Suppose you wanted to write a book about “how the other half lives.” Well, make that how the 1-in-200 lives. You could dig up statistics on the wealthy, chronicle those who are showy in our society, and write a book about the glamour of the well-to-do.
Now imagine that instead of doing that, you decided to start knocking on the doors of estates, and ask the owners how they achieved their august status. For the one in four that humored your request you would learn some interesting truths that are pretty plebian. That is the story told in “Rich Like Them.”
The author, Ryan D’Agostino spent time traveling through the 100 wealthiest zip codes in the US, getting stories from the wealthy that would give him time. He tells the tales in the mode of a storyteller, loosely organized under five chapters, and teaching the following lessons:
- Find opportunities that others don’t see.
- So-called luck favors those who are prepared to profit from volatility.
- Love what you do. Do what you love.
- Take risks. If you work smart and hard, those risks will be reduced.
- Be humble. Realize what you can’t do, and work on what you can do.
The people he interviewed were in fairly ordinary businesses, but they conducted business in ways that added a lot of value to customers. The interviews revealed many of them to be pretty ordinary people who were in the right place at the right time, but they put forth the effort that many would not, in order to build a successful business.
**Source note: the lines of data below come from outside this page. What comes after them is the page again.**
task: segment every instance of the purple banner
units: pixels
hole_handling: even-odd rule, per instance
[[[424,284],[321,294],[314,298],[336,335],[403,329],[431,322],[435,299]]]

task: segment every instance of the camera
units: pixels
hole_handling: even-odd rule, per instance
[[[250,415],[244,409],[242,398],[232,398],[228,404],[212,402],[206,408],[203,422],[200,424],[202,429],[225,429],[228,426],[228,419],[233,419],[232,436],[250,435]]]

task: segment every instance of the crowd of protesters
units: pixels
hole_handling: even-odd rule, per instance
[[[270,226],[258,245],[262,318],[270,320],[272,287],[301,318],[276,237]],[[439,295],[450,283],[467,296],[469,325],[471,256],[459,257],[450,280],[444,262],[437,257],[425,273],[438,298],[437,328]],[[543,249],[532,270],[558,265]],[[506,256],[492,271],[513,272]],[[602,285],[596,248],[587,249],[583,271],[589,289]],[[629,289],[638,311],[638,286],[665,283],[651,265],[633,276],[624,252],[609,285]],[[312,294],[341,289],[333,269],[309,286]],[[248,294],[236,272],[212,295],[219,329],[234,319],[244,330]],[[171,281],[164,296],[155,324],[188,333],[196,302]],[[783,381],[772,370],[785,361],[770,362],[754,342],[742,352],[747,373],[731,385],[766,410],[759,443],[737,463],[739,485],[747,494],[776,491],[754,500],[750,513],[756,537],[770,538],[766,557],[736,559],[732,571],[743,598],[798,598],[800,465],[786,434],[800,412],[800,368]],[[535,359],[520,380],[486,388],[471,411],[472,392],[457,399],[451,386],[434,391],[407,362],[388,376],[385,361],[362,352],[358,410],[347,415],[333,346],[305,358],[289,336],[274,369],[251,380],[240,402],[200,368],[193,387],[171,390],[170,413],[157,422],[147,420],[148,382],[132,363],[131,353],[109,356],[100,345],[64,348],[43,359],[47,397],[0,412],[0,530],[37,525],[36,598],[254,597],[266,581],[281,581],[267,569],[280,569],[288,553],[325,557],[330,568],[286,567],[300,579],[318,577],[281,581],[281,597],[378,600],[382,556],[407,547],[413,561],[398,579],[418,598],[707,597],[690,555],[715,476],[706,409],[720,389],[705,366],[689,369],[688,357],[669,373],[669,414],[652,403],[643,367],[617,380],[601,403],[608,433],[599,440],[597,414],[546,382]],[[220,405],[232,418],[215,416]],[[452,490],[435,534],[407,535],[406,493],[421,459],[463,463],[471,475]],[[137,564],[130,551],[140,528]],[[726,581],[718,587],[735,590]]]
The book is discursive, structuring the story around his journeys, and around the lessons that he learned. The author could have summarized more, as many books on business do, but given the way he decided to write the book, beating people over the head with the conclusions would not have fit the author’s style.
I liked the book, and would particularly recommend it to those that want to work for themselves, but have little idea of how to pursue that goal.
You can buy it here if you like: Rich Like Them: My Door-to-Door Search for the Secrets of Wealth in America’s Richest Neighborhoods
PS — Remember, I don’t have a tip jar, but I do do book reviews. If you enter Amazon through a link on my site and buy things from them, I get a small commission, and you don’t pay anything extra. If you wanted to get it anyway, it is good for both of us…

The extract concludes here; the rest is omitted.